«La riduzione molto modesta del cuneo fiscale, compensata da un aumento dell’Iva e dalla Service Tax, non produrrà alcun effetto positivo sulla nostra economia. Anche perché le nuove assunzioni diventano convenienti solo a condizione che ripartano i consumi». Lo afferma Ugo Arrigo, professore di Finanza pubblica all’Università di Milano-Bicocca, secondo cui «ha ragione la Corte dei Conti quando afferma che la nostra tassazione non segue criteri di equità. L’unico criterio è quello di spremere i contribuenti il più possibile». Intervenendo in audizione a Palazzo Madama sulla legge di stabilità, il presidente della Corte dei conti, Raffaele Squitieri, ha parlato di “rischi e incertezze” a proposito della riduzione del cuneo fiscale, e ha aggiunto che la nuova Service Tax “moltiplica il suo peso rispetto alla Tares”.
La riduzione del cuneo fiscale può essere migliorata pur senza stravolgere la legge di stabilità?
Il cuneo fiscale è un grosso problema, soprattutto perché in Italia è a livelli superiori a quelli di qualsiasi altro Paese al mondo, e a maggior ragione di qualsiasi altra nazione sviluppata. Va quindi ridotto drasticamente, e per farlo occorre agire sulle fonti di spesa pubblica che quel cuneo fiscale va a finanziare. Se la spesa pensionistica è la più alta al mondo in rapporto al Pil, non si può pensare di abbattere le tasse senza prima intervenire a monte. Del resto, finché non ripartono i consumi le tasse sul lavoro possono anche essere più basse, ma le aziende continueranno a non avere la necessità di assumere.
Lei in che modo rimodulerebbe la riduzione del cuneo fiscale?

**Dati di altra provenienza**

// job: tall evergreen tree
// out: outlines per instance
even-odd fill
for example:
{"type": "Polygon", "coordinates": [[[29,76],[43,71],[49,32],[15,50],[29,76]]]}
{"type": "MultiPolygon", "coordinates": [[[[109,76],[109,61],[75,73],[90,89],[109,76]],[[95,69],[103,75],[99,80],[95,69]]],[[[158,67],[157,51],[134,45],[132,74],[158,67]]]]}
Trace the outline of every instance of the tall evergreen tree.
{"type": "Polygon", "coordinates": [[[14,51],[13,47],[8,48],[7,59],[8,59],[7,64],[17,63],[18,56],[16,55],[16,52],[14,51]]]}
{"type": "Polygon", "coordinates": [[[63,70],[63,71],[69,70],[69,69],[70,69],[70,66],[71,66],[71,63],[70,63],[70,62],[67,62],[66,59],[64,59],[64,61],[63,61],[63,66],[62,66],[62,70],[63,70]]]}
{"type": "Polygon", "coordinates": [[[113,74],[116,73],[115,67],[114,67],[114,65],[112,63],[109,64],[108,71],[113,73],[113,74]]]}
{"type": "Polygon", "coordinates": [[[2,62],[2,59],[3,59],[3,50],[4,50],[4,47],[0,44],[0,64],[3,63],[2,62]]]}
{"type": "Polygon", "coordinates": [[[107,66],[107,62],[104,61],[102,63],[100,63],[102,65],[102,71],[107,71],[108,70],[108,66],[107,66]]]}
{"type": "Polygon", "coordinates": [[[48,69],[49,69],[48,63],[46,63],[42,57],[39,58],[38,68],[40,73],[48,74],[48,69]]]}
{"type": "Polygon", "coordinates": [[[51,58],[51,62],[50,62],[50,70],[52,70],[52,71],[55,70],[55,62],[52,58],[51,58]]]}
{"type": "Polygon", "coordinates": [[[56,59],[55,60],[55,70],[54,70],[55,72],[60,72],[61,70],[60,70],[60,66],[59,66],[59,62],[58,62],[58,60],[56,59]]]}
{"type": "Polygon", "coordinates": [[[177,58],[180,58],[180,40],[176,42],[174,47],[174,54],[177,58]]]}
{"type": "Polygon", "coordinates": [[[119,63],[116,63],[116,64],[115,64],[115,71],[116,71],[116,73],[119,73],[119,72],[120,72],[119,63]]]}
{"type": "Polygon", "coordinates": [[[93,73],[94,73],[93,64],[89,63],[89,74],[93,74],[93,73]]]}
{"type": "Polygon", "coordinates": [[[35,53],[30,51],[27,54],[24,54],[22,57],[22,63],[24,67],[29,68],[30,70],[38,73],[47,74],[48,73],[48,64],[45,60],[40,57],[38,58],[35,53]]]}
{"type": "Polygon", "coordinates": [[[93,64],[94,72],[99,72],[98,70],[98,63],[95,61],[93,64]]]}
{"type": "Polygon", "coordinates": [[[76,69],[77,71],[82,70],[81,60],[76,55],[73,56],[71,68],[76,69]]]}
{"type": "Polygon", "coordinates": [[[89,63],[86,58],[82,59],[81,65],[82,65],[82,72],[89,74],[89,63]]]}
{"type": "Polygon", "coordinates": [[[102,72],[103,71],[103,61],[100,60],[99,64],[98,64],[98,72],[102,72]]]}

La vera questione non è rimodularla, ma prendere atto del fatto che il piccolo taglio del cuneo inserito nella legge di stabilità non produrrà alcun effetto espansivo. Sarebbe stato molto più utile se si fosse scelto di abbassare l’Iva al 20%, anche perché in questo caso sarebbero stati sufficienti i 3-4 miliardi a disposizione. Non dimentichiamoci inoltre che le aspettative dei consumatori e delle imprese, dopo il miglioramento di agosto e settembre, a ottobre sono ritornate in calo. Anche i consumi sono migliorati in agosto e peggiorati in ottobre.
Che cosa dovrebbe fare il governo di fronte a questa situazione?
Il governo deve fare un patto con i cittadini garantendo loro che qualunque cosa accada non aumenterà più le tasse, anzi che appena potrà le abbasserà nuovamente. Questo sembrava essere inizialmente l’impegno del governo Letta, ma è stato derogato prima per quanto riguarda l’Iva e poi con la Service Tax che di fatto è una retromarcia rispetto all’Imu. Piuttosto che togliere un’imposta e poi metterne una più alta, è meglio lasciare quella che c’era. Il messaggio che si aspettavano i cittadini era completamente diverso.
Qual è invece il messaggio contenuto in questa legge di stabilità?
L’idea che passa è che il governo, se crede che sia utile, può anche aumentare le tasse ai cittadini. Se le cose stanno così, allora scordiamoci di uscire dalla crisi. Mi auguro che il Pil del terzo trimestre sia lievemente positivo, ma nella migliore delle ipotesi mi aspetto che sia pari a 0. E il motivo è che non vedo segni di cambiamento di rotta.
Non c’è quantomeno un effetto simbolico legato a una riduzione sia pur minima del cuneo fiscale?
Ci sarebbe se non ci fosse un aggravio di altre imposte. Il cittadino italiano non ha la percezione di guadagnarci dall’abbassamento del cuneo fiscale, tenuto conto dell’imposta Iva al 21% e della Service Tax. Capisco quindi che una riduzione possa avere un effetto simbolico, ma non lo si può fare quando contemporaneamente si lascia che altre imposte aumentino.
Il governo è ancora in tempo per cambiare idea sull’Iva?
È inutile fare cose pasticciate. Molto meglio ritornare sui propri passi riducendo l’imposta sui consumi. Quando questi ultimi ripartiranno si avrà più gettito, perché aumenterà la base imponibile, e quindi ci si potrà dedicare al cuneo fiscale. Ha però poco senso partire dal cuneo fiscale, perché le imprese con un minor cuneo fiscale avrebbero un lievissimo miglioramento di conto economico, ma sostanzialmente sul fronte dell’assunzione di persone nuove, cioè della propensione ad aumentare il personale, ciò non produrrà alcun effetto.